A Dictionary<TKey, TValue> supports multiple concurrent readers if unmodified. However, enumeration is inherently not thread-safe. In rare cases of enumeration contention with writes, the collection must be locked throughout. To enable multi-threaded read/write access, implement custom synchronization.

This explains the problem. The dumps revealed the issue stemmed from the dictionary’s FindEntry method:

Examining the dictionary’s FindEntry implementation reveals that it iterates through the internal structure (buckets) to locate the value.

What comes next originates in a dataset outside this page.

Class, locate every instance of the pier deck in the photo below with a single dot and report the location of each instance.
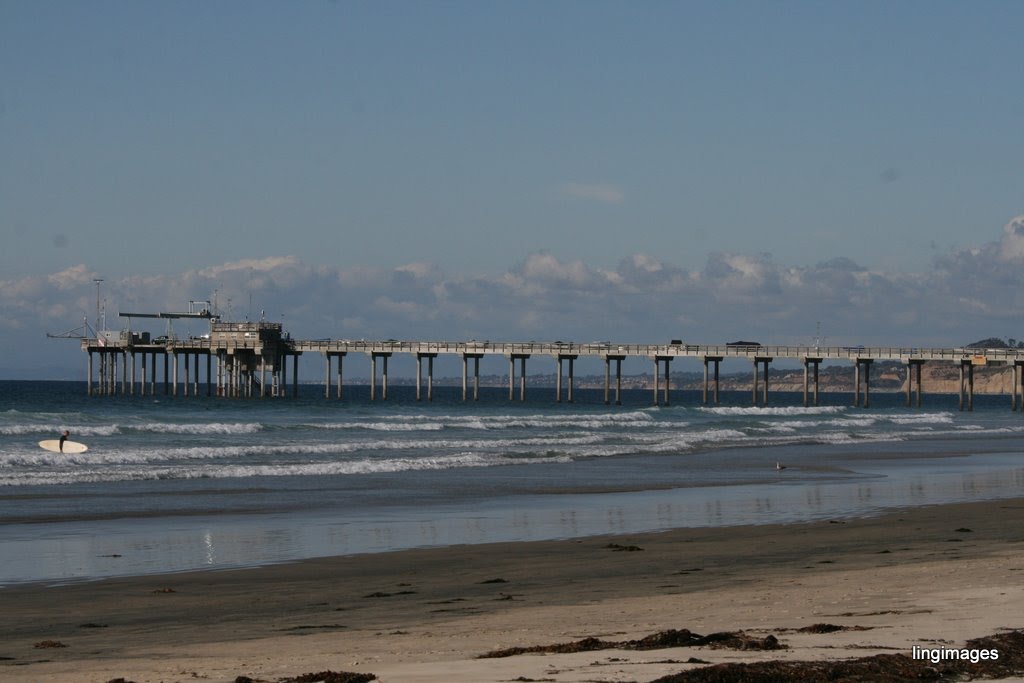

Consequently, the following .NET code, which enumerates the collection, is not thread-safe:

 1
 2
 3
 4
 5
 6
 7
 8
 9
10
11
12
13
14
15
public override Task OnDisconnected() {
    	try
    	{
        	var userId = GetUserId();
        	string connId;
        	if (onlineSessions.TryGetValue(userId, out connId))
            	onlineSessions.Remove(userId);
    	}
    	catch (Exception)
    	{
        	// ignored
    	}

    	return base.OnDisconnected();
	}

Conclusion

The dumps showed multiple threads simultaneously attempting to iterate and modify a shared resource (the static dictionary), ultimately trapping the iteration in an infinite loop and causing excessive CPU consumption by the thread.

Several solutions exist. Our initial fix involved locking and synchronizing access to the dictionary, sacrificing some performance. Given the daily server crashes, a swift resolution was critical, and this solution, though not optimal, stabilized the situation.

The next step is to analyze and optimize the code. Refactoring is an option, potentially using the new ConcurrentDictionary class, which locks only at the bucket level, improving overall performance. However, this requires careful consideration and further analysis.